The researchers recorded the data from participants who were taking one or more daily medications.
First the study has specific parameters. To illustrate., participants were separated in to 2 distinct groups. Group 1 was made of adults between the ages of 19 and 25. Group 2, seniors between the ages of 62 and 90. It is not a surprise, the study participants were more likely to remember to take their medications on days when they performed better than usual on “cognition” tests .
- Cognitive tests are assessments of the cognitive capabilities of humans . Tests include various forms of IQ tests. T maze test are for testing peoples learning ability). A complete test will evaluate memory and critical thinking..
Med-Q Medication Compliance System suggests, cognition is an important factor in remembering prescription and supplements. This being said, how busy we are is also an big factor. This information has very real life applications. For example, trying to help people remember to take medications. Consequently, proper dosing is essential to good health and Quality of Life.
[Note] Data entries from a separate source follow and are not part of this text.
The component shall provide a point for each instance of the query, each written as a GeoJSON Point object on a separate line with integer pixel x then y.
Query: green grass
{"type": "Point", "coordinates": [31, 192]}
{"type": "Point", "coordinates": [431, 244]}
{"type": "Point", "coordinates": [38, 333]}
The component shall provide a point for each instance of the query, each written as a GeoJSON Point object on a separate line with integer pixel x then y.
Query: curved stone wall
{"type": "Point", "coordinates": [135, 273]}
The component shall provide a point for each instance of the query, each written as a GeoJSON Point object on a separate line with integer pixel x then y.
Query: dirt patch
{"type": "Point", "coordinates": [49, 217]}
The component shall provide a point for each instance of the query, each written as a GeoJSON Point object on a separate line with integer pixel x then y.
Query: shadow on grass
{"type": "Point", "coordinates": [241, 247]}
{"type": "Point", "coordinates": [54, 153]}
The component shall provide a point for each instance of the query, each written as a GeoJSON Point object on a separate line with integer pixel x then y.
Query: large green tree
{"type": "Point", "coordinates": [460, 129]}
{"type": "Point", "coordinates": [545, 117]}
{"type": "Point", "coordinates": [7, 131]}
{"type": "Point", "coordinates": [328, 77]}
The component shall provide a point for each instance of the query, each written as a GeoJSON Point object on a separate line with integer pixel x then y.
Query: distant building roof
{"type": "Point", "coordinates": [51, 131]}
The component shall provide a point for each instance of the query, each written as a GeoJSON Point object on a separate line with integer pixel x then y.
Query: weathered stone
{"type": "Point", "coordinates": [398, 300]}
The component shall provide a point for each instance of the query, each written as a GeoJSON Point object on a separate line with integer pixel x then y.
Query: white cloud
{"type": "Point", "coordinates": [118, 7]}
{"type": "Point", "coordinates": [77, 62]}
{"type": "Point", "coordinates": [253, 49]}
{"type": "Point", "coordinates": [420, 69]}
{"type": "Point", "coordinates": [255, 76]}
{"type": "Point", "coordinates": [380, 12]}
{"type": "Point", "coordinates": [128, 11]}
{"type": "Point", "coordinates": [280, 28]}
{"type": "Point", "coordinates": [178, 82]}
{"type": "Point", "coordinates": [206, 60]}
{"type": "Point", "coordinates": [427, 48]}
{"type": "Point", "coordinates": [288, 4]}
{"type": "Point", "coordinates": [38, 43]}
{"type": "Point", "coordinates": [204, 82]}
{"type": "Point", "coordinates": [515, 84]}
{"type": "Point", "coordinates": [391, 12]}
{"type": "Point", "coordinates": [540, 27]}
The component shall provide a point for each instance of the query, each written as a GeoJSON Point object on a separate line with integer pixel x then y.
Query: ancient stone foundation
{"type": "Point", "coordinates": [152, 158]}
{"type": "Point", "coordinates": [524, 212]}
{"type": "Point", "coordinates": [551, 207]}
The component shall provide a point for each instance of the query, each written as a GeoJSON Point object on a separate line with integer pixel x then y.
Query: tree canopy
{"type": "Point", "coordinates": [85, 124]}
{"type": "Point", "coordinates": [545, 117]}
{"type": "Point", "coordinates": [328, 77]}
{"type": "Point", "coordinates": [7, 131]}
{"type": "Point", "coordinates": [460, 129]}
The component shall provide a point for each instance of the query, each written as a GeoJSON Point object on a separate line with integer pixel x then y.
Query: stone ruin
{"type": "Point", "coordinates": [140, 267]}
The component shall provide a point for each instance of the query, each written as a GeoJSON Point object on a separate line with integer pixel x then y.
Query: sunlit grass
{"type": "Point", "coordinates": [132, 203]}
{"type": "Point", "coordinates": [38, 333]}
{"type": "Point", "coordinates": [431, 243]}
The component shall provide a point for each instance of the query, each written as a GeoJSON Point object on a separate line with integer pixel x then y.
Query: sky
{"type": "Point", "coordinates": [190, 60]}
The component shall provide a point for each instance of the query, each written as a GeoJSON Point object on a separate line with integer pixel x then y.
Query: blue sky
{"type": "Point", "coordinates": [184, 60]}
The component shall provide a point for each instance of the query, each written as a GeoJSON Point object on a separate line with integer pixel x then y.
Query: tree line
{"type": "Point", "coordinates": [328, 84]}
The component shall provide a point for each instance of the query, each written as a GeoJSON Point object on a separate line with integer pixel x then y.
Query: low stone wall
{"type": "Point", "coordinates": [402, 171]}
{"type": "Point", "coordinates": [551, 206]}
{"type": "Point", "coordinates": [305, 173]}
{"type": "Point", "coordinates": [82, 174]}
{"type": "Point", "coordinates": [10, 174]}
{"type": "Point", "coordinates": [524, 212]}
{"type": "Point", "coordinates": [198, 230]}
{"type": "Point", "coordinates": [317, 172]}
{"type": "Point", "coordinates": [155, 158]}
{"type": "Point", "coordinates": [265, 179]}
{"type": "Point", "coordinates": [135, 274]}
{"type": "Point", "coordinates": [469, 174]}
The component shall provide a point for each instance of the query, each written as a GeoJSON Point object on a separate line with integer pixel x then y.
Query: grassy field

We need to tailor our messages to the two groups
To illustrate, there is a huge disparity between young and old adults. Hence it’s clear messages to these two groups must be specific to the problem. For example, it is important for young people to stay busy and be active. Subsequently, they remember to take their medications better.. However, older adults need to be particularly vigilant about remembering medication. In fact, the forgetting will get worse on days when they expect to be busier than usual. Hence, the need for a smart programmable medication reminder with alarm and timer or smartphone medication reminder apps. To sum up, take a proactive stance on medication compliance.
The stud was named,, “Age Differences in Daily Predictors of Forgetting to Take Medication: The Importance of Context and Cognition.” It was co-authored by Neupert, NC State graduate student Taryn Patterson, former NC State undergraduate Agnes Davis and Doctor J. Allaire, an associate professor of psychology at NC State. The research was funded by a gift from Vasudha Gupta.